Viajo, ¿acaso no es lo de siempre? Pasan las
estaciones al igual que la noche sucede al día y el farol de plata pende de un
hilo, se balancea sobre el mar como una luz trémula en la noche apacible. La
brisa dibuja monstruos con el humo que cruza, en la oscuridad el verde cazador
da cuenta de los chupasangres y apenas se mecen las cañas. Luego vendrá el
silencio de la casa, los sueños extraños y la respiración suave hasta que el
frío de la madrugada nos saque de la comodidad. Vuelta a la escena, un boleto
más con idéntico destino tan sólo alterado por los rostros de los demás
viajeros.
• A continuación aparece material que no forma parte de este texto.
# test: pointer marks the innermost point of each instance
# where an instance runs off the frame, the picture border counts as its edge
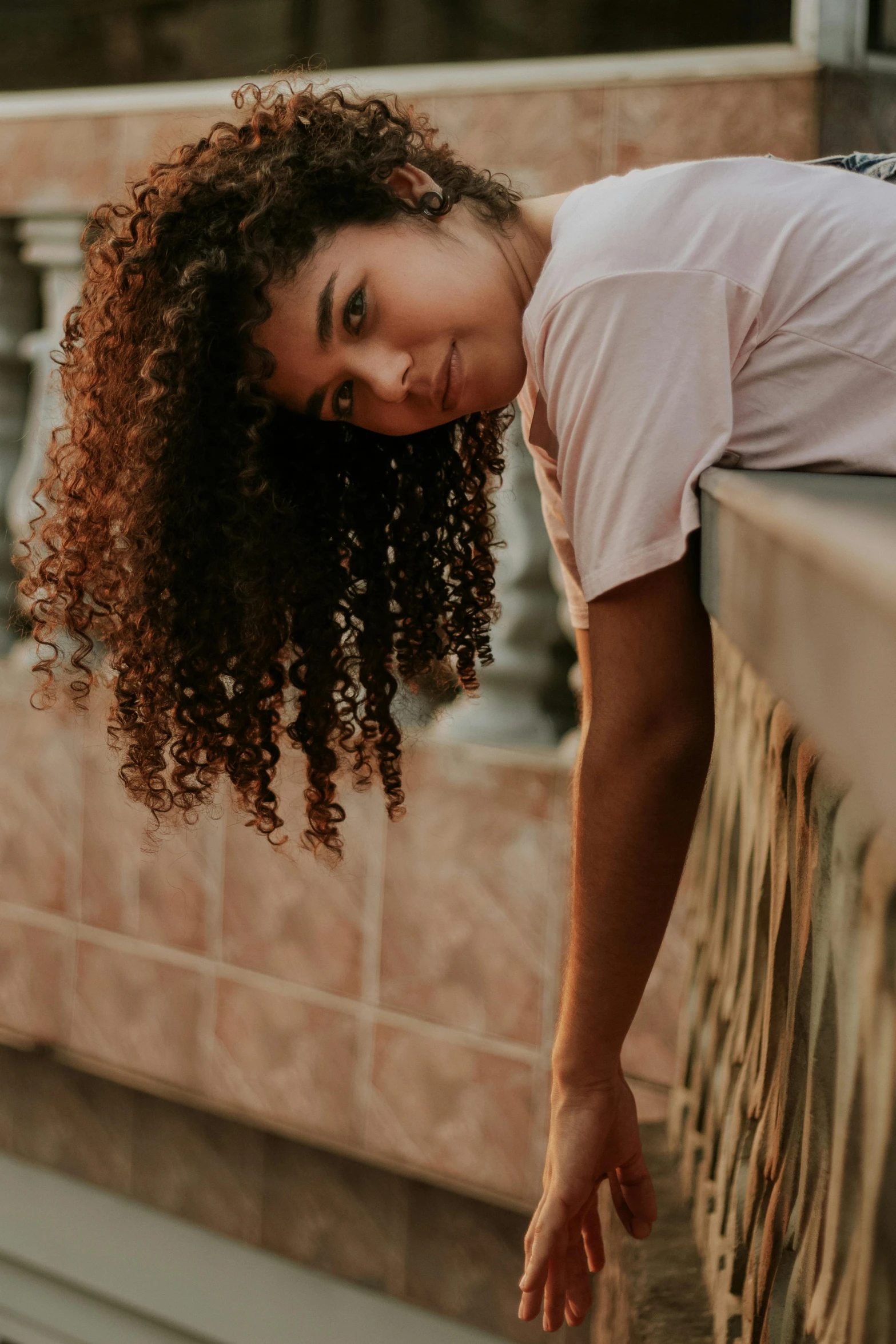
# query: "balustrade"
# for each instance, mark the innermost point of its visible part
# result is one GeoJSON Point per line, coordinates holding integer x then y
{"type": "Point", "coordinates": [18, 315]}
{"type": "Point", "coordinates": [787, 1064]}
{"type": "Point", "coordinates": [509, 707]}
{"type": "Point", "coordinates": [53, 246]}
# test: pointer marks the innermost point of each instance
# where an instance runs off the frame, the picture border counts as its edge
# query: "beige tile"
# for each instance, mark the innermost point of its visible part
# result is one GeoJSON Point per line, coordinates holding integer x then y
{"type": "Point", "coordinates": [39, 799]}
{"type": "Point", "coordinates": [114, 831]}
{"type": "Point", "coordinates": [35, 981]}
{"type": "Point", "coordinates": [198, 1166]}
{"type": "Point", "coordinates": [178, 885]}
{"type": "Point", "coordinates": [137, 1014]}
{"type": "Point", "coordinates": [343, 1216]}
{"type": "Point", "coordinates": [667, 123]}
{"type": "Point", "coordinates": [546, 140]}
{"type": "Point", "coordinates": [469, 886]}
{"type": "Point", "coordinates": [284, 1061]}
{"type": "Point", "coordinates": [451, 1109]}
{"type": "Point", "coordinates": [290, 914]}
{"type": "Point", "coordinates": [65, 1119]}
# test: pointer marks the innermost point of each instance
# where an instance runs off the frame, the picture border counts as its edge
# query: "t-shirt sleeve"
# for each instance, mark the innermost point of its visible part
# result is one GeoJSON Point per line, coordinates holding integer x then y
{"type": "Point", "coordinates": [636, 371]}
{"type": "Point", "coordinates": [546, 475]}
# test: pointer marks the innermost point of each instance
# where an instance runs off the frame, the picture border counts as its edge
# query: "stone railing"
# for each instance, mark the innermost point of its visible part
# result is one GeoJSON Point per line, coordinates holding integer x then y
{"type": "Point", "coordinates": [787, 1068]}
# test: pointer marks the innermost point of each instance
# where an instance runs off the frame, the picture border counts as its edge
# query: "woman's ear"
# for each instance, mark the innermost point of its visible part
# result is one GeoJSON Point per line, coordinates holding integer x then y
{"type": "Point", "coordinates": [412, 183]}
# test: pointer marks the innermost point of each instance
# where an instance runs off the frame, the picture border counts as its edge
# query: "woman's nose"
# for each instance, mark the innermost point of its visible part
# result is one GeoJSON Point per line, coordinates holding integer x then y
{"type": "Point", "coordinates": [386, 373]}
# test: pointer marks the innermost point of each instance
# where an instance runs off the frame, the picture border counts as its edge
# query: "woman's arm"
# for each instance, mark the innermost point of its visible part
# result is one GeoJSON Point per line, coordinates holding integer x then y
{"type": "Point", "coordinates": [648, 725]}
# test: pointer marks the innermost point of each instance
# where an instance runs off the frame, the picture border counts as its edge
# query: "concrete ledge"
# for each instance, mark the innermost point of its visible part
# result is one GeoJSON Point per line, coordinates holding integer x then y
{"type": "Point", "coordinates": [652, 1292]}
{"type": "Point", "coordinates": [487, 77]}
{"type": "Point", "coordinates": [75, 1257]}
{"type": "Point", "coordinates": [800, 570]}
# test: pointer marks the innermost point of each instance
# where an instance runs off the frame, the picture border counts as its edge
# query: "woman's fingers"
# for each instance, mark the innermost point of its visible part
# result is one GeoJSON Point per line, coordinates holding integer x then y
{"type": "Point", "coordinates": [633, 1196]}
{"type": "Point", "coordinates": [546, 1231]}
{"type": "Point", "coordinates": [578, 1283]}
{"type": "Point", "coordinates": [555, 1288]}
{"type": "Point", "coordinates": [591, 1235]}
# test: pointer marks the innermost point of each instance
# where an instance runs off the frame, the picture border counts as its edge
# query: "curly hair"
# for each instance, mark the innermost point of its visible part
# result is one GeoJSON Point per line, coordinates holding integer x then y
{"type": "Point", "coordinates": [250, 574]}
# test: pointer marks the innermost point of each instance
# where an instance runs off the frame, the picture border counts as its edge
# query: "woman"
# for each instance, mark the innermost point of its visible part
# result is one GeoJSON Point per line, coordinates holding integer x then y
{"type": "Point", "coordinates": [286, 392]}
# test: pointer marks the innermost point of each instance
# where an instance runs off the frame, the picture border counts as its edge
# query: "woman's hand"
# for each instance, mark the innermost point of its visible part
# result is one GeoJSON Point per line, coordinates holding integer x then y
{"type": "Point", "coordinates": [594, 1135]}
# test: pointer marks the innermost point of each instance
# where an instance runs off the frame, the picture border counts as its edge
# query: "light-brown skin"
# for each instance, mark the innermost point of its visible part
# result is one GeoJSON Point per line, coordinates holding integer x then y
{"type": "Point", "coordinates": [437, 335]}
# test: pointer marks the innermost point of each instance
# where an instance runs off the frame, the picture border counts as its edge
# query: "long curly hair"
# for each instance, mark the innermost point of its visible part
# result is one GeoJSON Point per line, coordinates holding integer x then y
{"type": "Point", "coordinates": [249, 574]}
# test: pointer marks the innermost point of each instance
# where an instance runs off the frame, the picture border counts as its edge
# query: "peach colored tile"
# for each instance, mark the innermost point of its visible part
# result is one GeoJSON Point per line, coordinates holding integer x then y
{"type": "Point", "coordinates": [451, 1109]}
{"type": "Point", "coordinates": [152, 136]}
{"type": "Point", "coordinates": [290, 914]}
{"type": "Point", "coordinates": [39, 796]}
{"type": "Point", "coordinates": [35, 980]}
{"type": "Point", "coordinates": [58, 164]}
{"type": "Point", "coordinates": [700, 120]}
{"type": "Point", "coordinates": [469, 886]}
{"type": "Point", "coordinates": [114, 830]}
{"type": "Point", "coordinates": [546, 141]}
{"type": "Point", "coordinates": [137, 1014]}
{"type": "Point", "coordinates": [284, 1061]}
{"type": "Point", "coordinates": [178, 881]}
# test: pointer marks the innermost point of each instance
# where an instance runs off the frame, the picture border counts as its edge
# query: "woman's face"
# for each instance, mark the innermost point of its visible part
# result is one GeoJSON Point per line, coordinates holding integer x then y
{"type": "Point", "coordinates": [399, 327]}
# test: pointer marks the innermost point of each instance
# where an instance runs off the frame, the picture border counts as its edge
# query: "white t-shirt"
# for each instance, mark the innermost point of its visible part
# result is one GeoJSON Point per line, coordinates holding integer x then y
{"type": "Point", "coordinates": [735, 311]}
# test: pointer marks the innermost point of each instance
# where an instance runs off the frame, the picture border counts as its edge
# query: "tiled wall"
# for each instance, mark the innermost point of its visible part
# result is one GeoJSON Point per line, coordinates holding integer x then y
{"type": "Point", "coordinates": [546, 139]}
{"type": "Point", "coordinates": [398, 1007]}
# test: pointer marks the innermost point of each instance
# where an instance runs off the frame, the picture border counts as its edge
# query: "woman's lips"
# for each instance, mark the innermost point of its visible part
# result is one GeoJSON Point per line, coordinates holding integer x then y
{"type": "Point", "coordinates": [455, 381]}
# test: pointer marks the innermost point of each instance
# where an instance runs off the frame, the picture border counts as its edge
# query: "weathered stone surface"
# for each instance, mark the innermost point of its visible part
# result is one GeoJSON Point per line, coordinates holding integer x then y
{"type": "Point", "coordinates": [652, 1292]}
{"type": "Point", "coordinates": [785, 1105]}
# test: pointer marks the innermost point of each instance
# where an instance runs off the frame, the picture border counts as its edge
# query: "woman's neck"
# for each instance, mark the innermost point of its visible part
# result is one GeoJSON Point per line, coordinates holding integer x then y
{"type": "Point", "coordinates": [529, 240]}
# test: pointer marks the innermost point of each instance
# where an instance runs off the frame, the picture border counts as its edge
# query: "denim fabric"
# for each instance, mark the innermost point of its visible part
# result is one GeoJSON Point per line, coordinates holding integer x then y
{"type": "Point", "coordinates": [874, 166]}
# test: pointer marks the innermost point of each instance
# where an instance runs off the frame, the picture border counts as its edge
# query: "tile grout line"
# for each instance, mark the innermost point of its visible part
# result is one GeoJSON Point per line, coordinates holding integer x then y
{"type": "Point", "coordinates": [371, 951]}
{"type": "Point", "coordinates": [610, 133]}
{"type": "Point", "coordinates": [113, 941]}
{"type": "Point", "coordinates": [216, 857]}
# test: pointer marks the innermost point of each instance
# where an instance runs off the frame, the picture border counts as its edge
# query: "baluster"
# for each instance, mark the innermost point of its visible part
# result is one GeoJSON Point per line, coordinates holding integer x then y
{"type": "Point", "coordinates": [18, 315]}
{"type": "Point", "coordinates": [508, 710]}
{"type": "Point", "coordinates": [53, 246]}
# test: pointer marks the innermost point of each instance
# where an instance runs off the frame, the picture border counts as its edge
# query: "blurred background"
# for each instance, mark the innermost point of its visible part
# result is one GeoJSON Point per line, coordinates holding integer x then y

Las hormigas se mudan sobre la cinta azul que se pierde en la
lejanía, apenas un par de balizas naranjas detienen el andar pidiéndole al
mundo que se aparte ante la comitiva real que viene a exigir los privilegios
del estío. Después la nada, las líneas blancas desaparecen como un registro que
se borra para no recordar que la escena suena a repetida. Las filas estarán
vacías en el otoño, dejando de agolparse en las dársenas en las que quedarán
las marcas de sus pasos apiladas en los contenedores que se vacían una vez al
día permitiendo que en la siguiente jornada no suene tan trillado. Apenas un
recuerdo vago de esos dos niños que cruzaron por el hueco del alambrado para
poder alcanzar los juegos de madera, desgastados igual que la estación que esta
noche yace vacía. Las luces que se apagan, los trabajadores que se marchan, el
colectivo aguardando al último estudiante que desciende para luego irse con un solitario
pasajero al otro faro que está llamando desde lejos. La postal del invierno que
aparece nuevamente a la venta en alguno de esos locales de recuerdos, variando
tanto menos que el tique de acceso al último bondi rumbo a la ría.